Neste mundo que ahi vai obra dum incoherente, que é um mundo brutal, uma violência a êsmo – abuso e altero versos de José Duro – uma das grandes perguntas é onde é que vamos parar. Mas parar mesmo, por falta de combustível. Como condutor sinto-me, talvez como vós, roubado nas bombas de gasolina. Nós, os que vamos meter 50 euros (há ainda quem meça só os litros?) e de súbito batemos um recorde: em poucos segundos, percorremos os 50€ obstáculos, a corrida acaba e nem meio depósito se encheu. Ali está, científico, o cronómetro olímpico: gasóleo acima de 2€!

Mas nos tribunais vejo coisas que me dão a esperança de que é possível andar na estrada sem nos arruinarmos. Nem sempre corre bem: há semanas, contei o caso de um jovem muito tatuado que fugiu de 13 bombas diferentes depois de atestar o depósito, foi um mês de loucura on the road, a matrícula emporcalhada, mas algures a sua cara foi filmada e o ladrão apanhado. Admitiu as culpas e, no fim, até foi fácil porque o irmão mais velho, cansado de precipícios familiares, cobriu o golpe, pagou-lhe a dívida e as custas judiciais.

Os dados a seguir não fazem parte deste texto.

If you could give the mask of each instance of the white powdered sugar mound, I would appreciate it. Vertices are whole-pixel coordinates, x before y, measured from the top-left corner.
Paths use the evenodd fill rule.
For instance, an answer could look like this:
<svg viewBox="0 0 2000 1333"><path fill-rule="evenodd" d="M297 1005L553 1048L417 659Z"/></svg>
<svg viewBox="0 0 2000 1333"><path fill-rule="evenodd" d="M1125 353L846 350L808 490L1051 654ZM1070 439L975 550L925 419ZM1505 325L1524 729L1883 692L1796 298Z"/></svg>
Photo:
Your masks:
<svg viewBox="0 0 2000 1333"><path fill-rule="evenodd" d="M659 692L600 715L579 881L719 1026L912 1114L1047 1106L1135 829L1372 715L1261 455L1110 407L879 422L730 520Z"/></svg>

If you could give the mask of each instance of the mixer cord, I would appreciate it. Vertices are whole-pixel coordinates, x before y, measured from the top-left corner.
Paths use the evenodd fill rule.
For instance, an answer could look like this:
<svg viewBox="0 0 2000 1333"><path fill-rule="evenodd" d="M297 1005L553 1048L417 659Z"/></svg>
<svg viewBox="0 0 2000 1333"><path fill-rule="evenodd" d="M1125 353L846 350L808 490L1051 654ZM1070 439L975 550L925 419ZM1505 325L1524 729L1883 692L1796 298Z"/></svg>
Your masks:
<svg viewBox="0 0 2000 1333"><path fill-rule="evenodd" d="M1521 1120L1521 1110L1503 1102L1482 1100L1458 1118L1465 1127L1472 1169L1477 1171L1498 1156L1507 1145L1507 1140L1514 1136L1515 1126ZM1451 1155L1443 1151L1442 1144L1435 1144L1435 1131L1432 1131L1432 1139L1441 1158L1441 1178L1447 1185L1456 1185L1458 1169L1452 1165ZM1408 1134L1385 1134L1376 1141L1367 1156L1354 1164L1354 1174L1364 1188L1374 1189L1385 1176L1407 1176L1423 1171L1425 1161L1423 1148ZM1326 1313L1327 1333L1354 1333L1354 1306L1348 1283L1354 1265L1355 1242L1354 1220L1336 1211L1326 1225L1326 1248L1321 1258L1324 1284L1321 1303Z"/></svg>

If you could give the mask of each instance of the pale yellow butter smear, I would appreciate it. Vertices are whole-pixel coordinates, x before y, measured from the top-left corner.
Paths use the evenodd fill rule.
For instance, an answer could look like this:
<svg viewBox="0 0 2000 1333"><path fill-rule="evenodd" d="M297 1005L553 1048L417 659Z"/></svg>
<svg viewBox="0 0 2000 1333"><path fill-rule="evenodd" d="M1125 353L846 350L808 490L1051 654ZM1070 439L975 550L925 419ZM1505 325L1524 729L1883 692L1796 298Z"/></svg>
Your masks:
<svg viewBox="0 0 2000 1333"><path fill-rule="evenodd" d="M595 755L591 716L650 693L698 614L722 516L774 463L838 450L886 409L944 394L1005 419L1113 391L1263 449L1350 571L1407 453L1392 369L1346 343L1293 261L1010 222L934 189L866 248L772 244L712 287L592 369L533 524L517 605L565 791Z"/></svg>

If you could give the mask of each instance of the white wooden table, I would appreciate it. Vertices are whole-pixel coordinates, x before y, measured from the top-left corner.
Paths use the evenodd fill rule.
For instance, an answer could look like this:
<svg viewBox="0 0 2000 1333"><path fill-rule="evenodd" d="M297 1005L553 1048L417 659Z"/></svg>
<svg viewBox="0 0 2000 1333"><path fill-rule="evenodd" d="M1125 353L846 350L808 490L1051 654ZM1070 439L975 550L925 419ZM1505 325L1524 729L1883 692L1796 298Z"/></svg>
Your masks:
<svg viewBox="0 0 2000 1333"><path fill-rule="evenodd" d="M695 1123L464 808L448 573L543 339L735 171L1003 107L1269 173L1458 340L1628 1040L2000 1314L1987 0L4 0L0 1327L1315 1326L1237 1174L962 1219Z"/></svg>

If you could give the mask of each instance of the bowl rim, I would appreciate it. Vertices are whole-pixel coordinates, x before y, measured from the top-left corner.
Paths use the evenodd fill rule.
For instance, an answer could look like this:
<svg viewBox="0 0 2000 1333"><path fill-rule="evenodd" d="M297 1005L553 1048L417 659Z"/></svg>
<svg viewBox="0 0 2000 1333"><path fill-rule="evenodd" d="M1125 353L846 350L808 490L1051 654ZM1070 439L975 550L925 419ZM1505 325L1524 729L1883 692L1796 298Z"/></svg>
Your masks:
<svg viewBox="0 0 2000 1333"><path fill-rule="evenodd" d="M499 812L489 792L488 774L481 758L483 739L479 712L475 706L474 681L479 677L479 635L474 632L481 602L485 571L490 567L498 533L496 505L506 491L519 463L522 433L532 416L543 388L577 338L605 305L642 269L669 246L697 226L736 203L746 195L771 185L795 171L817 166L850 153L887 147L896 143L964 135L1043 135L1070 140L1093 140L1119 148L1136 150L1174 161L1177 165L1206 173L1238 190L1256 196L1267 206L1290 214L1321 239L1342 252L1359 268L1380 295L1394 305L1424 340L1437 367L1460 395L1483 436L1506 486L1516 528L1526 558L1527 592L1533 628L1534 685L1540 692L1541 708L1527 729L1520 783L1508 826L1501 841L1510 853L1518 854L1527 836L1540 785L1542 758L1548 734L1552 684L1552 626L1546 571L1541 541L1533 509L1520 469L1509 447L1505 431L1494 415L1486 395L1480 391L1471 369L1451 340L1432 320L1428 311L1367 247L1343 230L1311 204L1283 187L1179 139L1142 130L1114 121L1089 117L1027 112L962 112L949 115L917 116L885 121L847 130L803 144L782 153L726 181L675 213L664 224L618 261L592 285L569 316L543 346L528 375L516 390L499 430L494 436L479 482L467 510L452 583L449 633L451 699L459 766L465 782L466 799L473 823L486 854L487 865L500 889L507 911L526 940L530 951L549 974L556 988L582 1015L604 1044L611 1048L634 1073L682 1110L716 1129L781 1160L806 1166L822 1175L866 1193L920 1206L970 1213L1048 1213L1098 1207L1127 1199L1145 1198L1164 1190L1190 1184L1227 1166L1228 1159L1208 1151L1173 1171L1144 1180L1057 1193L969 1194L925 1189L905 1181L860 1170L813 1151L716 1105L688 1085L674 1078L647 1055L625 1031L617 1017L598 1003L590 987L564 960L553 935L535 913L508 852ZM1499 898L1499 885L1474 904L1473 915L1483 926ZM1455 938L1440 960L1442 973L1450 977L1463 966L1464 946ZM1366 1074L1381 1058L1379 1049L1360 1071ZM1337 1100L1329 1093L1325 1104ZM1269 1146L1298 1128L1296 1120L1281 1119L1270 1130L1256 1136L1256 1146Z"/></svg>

O senhor Alfredo fez coisa mais fina. Soube aproveitar os erros escandalosos da ingenuidade humana. Escutai, povo português: conseguiu oito mil euros de combustível à borla! Quando entrei na sala estava Alfredo no banco dos réus, sossegado na sua barba. A testemunha de acusação era dono de uma empresa de transportes, carros, carrinhas, camiões e admitia a primeira ingenuidade. A empresa tem cartões de crédito especiais para encher os depósitos.

– Vendemos o veículo e, por lapso, o nosso cartão de combustível ficou no porta-luvas…
Pouco depois, a segunda ingenuidade. Nesta, o patrão dos transportes já confessava vergonha:
– É que por azar… e falta de cuidado, hum… ao lado do cartão de combustível estava um papelinho com o código… Foi de facto um grande erro nosso.

De acordo com a acusação, o erro foi bem aproveitado por Alfredo, a cujas mãos foi parar o cartão. Começou a encher o depósito para si, familiares e amigos como se não houvesse amanhã (haverá para nós?). Chegavam à estação de serviço em fila indiana, formação de lagarta, outros traziam bidons, etc..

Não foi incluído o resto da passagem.